He said, ‘I got the impression when we met in the kitchen that you were depressed about something.’
‘Me? You must be joking. I never get depressed.’ He stared at Barnaby aggressively. ‘Doctor Jameson cures all ills.’ He lifted his glass then tipped it back. The sort of man, thought the chief inspector, who would use the loss of his son as a sympathy-producing counter in the game with women but who would never admit to fatherly affection in front of a member of his own sex.
Barnaby continued, ‘And after you’d taken the harvester?’
‘I drove back to Tye House in the Land-Rover, picked up that pathetic Jack Russell and took it to the vet.
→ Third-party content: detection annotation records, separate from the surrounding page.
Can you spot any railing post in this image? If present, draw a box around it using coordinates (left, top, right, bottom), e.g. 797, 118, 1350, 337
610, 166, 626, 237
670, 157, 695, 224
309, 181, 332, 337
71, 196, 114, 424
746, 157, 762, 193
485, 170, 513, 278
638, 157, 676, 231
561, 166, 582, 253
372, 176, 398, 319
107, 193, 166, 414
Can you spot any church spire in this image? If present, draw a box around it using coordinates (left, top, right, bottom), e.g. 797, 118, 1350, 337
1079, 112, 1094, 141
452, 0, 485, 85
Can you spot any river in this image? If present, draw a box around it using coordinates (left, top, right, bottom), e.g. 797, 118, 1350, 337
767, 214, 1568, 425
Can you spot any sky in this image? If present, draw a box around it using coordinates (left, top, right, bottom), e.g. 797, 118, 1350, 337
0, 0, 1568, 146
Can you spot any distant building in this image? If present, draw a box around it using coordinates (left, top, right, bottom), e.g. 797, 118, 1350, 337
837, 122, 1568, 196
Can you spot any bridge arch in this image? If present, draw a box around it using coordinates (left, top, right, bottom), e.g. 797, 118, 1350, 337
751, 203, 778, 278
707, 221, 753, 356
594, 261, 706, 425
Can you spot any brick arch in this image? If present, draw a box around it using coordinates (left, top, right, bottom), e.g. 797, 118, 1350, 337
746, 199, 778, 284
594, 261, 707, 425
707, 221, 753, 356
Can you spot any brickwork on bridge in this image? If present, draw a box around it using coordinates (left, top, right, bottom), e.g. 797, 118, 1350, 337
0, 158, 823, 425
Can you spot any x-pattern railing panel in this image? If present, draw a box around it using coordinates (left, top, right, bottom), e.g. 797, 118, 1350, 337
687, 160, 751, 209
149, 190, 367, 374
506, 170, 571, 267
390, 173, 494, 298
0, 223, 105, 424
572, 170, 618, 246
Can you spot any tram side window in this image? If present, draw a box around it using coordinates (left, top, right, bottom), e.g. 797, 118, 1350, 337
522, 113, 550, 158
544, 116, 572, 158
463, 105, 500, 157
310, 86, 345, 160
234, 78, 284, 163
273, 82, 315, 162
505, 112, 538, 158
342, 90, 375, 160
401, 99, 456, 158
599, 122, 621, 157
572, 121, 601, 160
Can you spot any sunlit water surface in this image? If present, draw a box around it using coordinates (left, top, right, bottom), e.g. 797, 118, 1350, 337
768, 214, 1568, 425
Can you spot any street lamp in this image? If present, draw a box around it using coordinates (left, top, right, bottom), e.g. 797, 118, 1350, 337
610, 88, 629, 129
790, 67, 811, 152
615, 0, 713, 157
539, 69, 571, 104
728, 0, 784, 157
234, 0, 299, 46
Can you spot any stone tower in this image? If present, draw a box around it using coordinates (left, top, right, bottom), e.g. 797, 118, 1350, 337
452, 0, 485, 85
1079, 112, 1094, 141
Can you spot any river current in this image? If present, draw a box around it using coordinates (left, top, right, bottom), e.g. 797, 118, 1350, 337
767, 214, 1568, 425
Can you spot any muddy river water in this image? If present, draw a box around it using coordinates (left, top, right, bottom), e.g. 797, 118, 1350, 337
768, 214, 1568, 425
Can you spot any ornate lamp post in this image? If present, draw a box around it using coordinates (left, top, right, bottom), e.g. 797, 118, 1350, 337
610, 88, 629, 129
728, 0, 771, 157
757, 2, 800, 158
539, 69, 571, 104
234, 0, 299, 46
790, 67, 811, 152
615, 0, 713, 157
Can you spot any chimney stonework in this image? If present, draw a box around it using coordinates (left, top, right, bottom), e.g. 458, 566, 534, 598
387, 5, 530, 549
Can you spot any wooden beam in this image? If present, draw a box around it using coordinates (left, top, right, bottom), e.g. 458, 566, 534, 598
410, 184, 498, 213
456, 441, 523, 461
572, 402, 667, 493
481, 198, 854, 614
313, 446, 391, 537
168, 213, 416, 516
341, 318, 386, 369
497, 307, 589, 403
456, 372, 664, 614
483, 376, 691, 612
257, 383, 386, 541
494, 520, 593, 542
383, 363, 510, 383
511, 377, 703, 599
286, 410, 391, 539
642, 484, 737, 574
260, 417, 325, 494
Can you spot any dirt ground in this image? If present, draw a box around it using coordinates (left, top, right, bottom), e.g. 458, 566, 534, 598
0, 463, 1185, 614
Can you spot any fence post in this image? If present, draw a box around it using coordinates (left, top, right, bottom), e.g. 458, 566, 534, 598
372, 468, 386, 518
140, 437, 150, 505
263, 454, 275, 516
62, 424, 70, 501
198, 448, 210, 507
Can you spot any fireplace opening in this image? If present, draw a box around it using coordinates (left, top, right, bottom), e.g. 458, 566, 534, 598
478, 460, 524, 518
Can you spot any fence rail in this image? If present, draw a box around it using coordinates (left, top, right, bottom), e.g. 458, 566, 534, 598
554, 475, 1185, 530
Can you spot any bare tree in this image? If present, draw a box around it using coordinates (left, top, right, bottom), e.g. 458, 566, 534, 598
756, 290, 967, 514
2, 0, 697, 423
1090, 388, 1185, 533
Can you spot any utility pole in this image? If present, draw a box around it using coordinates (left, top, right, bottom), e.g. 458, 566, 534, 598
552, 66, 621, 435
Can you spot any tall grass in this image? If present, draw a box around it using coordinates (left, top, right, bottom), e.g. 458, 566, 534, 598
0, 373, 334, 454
Katherine didn’t want them to come to the house. It should’ve been done before now in my opinion but she kept trying to feed it. After that -’
‘A moment, Mr Whiteley. Were Miss Lacey and Mr Trace at home when you picked up the dog?’
‘Yes.’
‘What time would you say this was?’
‘Some time between half four and five, I suppose. I only caught a glimpse of Katherine. She ran upstairs when I came in - so as not to see me take him, I suppose. After I’d handed the dog over I drove back here, poured myself a drink and you turned up.’
‘He’s got the strength and build for it,’ said Troy moments later as they crossed the road, making for Tye House. ‘And with an estate the size of Trace’s who’s to know where he is half the time? I thought that actually, sir, when we questioned him about the first murder . . . you know, the couple in the woods.’ Encouraged by Barnaby’s silence he continued, ‘I mean what’s to stop him taking half an hour off for a quick screw when he’s miles from anywhere? And take today . . . he could have left the hopper for a while. Or turned the combine into the nearest field instead of taking it to Gessler Tye, doubled back and done for Mrs Rainbird. Pity we’ve no idea of the motive.’
Barnaby, who had a very good idea of the murderer’s motive, arrived again at the apricot-coloured farmhouse. Katherine Lacey opened the door. She looked very pale and, even if Barnaby had not witnessed the earlier scene at Holly Cottage, he would have known that she had recently been crying. Distress did not mar her remarkable beauty. Her violet eyes looked very large with tears as yet unshed. She was wearing a white dress of spotless linen and flat sandals. She gazed at them unsmiling and said, ‘We’re in the kitchen.’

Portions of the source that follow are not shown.